IoUT Interrogator Framework is a trust-aware IoUT anomaly inference pipeline with leakage-safe evaluation, class-imbalance controls, and deterministic multi-seed reporting on both synthetic and real network telemetry.

Table of Contents

Highlights

  • Leakage-safe protocol: split, scale, and threshold calibration are strictly train/validation scoped.
  • Real-data robustness: UNSW-NB15 class-imbalance handling with weighted loss, weighted sampling, and balanced-recall thresholding.
  • Reproducible statistics: 20-seed evaluation with mean and standard deviation reporting.
  • Reviewer-ready outputs: final summary tables, split checks, confusion matrix, and publication-style report artifacts.

Visual Overview

flowchart LR
    A[Raw Data] --> B[Leakage-Safe Split\nTrain / Val / Test]
    B --> C[Train-Only Normalization]
    C --> D[Model Training\nWeighted Loss + Weighted Sampler]
    D --> E[Validation Threshold Sweep\nBalanced Recall Objective]
    E --> F[Test Evaluation]
    F --> G[20-Seed Aggregation\nFinal Metrics + Reports]
Loading

Datasets

1) Synthetic Behavioral Dataset

  • Purpose: controlled benchmarking across architectures and baselines.
  • Pipeline target: multi-model 20-seed robustness summary.

2) Real-World Evaluation Dataset (UNSW-NB15)

The dataset is not included in this repository due to licensing restrictions.
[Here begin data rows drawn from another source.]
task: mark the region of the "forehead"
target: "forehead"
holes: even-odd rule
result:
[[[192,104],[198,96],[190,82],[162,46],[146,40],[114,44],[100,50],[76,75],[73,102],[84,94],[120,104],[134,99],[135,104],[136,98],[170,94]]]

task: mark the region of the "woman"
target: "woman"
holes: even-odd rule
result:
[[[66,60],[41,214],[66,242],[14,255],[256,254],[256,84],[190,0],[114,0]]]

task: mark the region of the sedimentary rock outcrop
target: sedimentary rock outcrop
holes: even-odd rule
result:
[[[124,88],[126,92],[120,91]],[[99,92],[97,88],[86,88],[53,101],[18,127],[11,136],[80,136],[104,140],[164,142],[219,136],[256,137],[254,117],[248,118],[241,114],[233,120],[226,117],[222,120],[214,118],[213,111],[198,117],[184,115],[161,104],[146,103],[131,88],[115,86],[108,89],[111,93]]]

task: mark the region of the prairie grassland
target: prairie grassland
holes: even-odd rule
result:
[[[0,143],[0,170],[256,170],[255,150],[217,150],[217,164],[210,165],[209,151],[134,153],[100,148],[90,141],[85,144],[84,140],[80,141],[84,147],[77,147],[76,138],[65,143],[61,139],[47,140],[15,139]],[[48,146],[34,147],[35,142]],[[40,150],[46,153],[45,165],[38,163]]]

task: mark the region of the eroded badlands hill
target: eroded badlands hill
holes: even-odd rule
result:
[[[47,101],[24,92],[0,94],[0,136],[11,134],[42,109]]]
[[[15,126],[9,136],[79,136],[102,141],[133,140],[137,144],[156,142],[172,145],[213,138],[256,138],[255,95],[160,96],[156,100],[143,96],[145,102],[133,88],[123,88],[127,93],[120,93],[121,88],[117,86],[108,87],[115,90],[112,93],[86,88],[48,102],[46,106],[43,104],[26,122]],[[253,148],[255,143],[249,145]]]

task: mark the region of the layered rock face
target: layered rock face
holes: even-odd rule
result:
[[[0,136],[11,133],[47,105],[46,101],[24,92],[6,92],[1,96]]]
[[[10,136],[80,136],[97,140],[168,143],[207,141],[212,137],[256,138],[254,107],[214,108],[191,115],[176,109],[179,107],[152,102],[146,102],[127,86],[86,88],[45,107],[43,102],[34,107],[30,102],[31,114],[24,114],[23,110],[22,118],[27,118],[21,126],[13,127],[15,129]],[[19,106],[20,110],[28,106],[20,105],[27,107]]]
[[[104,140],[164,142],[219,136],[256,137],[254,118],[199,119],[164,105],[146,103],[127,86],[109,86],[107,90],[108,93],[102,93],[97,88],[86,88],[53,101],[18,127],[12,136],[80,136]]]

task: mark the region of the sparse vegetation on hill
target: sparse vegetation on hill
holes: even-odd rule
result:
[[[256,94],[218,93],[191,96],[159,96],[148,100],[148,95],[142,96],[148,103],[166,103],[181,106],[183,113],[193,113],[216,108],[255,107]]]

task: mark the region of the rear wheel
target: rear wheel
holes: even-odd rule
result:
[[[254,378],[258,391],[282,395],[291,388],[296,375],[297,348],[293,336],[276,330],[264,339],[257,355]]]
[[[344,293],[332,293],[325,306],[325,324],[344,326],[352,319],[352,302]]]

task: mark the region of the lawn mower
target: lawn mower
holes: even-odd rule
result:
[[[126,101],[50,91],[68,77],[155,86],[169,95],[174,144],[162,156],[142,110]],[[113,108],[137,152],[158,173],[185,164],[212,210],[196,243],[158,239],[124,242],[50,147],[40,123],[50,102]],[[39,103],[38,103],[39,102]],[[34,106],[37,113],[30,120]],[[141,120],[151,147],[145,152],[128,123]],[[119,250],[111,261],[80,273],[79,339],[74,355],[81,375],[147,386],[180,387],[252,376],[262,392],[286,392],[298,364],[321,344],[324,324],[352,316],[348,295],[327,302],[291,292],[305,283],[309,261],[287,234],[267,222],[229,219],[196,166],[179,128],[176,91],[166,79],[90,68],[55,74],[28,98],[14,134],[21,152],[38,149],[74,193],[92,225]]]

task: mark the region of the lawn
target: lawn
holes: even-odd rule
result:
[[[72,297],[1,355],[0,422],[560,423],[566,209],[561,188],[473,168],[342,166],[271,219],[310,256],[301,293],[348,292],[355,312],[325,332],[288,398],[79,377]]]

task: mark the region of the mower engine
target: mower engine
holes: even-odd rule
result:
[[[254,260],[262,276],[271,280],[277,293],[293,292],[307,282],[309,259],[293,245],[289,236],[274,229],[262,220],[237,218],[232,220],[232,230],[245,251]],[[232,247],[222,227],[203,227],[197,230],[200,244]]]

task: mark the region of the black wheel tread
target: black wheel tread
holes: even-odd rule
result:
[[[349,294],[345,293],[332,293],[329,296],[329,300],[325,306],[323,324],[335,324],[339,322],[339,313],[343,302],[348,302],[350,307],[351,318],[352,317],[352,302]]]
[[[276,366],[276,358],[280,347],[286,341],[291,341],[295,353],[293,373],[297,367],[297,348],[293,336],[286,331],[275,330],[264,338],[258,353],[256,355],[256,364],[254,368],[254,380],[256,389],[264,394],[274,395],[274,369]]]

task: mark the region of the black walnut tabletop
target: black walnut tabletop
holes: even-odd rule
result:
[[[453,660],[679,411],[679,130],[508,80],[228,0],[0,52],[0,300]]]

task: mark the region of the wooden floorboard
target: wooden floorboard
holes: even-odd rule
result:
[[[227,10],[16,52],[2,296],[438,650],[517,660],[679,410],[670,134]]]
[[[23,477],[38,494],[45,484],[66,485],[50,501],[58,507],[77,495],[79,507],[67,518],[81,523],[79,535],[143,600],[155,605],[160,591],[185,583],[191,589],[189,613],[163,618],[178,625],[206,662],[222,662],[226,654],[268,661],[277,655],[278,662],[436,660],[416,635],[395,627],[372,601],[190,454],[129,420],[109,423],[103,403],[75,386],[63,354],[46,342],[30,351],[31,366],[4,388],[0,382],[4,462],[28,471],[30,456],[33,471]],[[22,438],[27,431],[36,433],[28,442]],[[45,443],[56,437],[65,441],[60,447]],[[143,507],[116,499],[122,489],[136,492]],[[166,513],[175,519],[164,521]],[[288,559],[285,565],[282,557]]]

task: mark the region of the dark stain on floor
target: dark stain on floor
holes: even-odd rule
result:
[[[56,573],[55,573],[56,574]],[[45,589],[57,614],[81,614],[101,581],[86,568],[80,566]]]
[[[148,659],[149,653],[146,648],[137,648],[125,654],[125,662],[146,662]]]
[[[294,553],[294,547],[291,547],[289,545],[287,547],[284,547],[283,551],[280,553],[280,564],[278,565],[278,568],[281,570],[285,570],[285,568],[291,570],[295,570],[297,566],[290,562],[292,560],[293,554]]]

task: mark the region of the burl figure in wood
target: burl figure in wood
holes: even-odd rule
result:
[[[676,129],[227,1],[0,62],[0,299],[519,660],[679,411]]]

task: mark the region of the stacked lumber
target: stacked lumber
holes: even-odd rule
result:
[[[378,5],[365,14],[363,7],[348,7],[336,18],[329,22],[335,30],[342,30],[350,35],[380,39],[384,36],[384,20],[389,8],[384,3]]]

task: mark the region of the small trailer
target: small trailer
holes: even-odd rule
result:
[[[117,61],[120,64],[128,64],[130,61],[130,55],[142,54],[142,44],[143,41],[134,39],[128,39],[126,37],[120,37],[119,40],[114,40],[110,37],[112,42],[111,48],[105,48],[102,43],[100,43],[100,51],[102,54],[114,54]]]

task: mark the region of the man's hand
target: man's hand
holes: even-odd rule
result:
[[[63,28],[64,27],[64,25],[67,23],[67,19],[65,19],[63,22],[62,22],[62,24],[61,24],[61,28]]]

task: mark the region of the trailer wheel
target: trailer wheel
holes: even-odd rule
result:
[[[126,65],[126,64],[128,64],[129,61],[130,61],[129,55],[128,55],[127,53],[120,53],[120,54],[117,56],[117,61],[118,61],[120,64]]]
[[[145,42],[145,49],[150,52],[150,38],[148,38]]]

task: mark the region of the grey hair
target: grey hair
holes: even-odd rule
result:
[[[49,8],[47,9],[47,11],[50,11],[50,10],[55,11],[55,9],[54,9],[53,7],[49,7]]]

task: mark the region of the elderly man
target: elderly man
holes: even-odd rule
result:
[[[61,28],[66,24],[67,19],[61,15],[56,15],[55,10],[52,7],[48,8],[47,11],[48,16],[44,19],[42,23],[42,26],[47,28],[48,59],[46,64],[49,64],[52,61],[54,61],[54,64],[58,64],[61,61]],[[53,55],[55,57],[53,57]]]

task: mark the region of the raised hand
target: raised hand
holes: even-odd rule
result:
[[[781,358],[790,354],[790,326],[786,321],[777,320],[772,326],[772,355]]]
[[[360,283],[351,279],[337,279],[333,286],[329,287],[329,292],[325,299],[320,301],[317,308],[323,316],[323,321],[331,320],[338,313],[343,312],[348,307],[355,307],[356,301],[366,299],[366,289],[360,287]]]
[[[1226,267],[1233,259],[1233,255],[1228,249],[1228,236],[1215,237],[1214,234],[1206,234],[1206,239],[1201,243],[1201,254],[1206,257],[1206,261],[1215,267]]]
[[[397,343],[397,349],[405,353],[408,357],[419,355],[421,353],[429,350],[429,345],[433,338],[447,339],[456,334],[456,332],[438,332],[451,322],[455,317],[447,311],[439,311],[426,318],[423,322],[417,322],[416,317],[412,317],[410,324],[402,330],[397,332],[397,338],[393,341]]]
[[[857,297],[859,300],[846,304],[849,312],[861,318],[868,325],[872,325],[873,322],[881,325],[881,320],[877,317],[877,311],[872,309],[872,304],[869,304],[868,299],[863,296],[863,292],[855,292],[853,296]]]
Please download it from the official source: https://research.unsw.edu.au/projects/unsw-nb15-dataset

After downloading, place the files in:

data/raw/unsw_nb15/

Expected files:

  • UNSW_NB15_training-set.csv
  • UNSW_NB15_testing-set.csv

Experimental Setup

  • Seeds: 42-61 (20 runs)
  • All experiments use fixed seeds (42-61) for reproducibility.
  • Splits: train 70%, validation 15%, test 15%
  • Threshold tuning: validation-only sweep over 0.45 to 0.75 using balanced recall
  • Imbalance controls:
    • alpha-scaled BCEWithLogitsLoss (alpha = 0.7)
    • weighted sampler with inverse-frequency exponent
  • Key constraints enforced:
    • no test-time tuning
    • no leakage
    • no synthetic oversampling on real data

Final Results

Only final artifacts are reported below.

Synthetic (20 seeds)

Source: results/synthetic_final/summary.csv

Model F1 (mean +/- std) ROC-AUC (mean +/- std) PR-AUC (mean +/- std) Balanced Accuracy (mean +/- std)
hybrid_temporal 0.7851 +/- 0.0594 0.9637 +/- 0.0089 0.8851 +/- 0.0199 0.8514 +/- 0.0437
random_forest 0.7081 +/- 0.0404 0.9003 +/- 0.0124 0.8088 +/- 0.0222 0.7870 +/- 0.0257
logistic_regression 0.6667 +/- 0.0000 0.8638 +/- 0.0000 0.7572 +/- 0.0000 0.7758 +/- 0.0000
lstm 0.6444 +/- 0.0403 0.8199 +/- 0.0422 0.6973 +/- 0.0345 0.7513 +/- 0.0216

Real (UNSW-NB15, balanced final, 20 seeds)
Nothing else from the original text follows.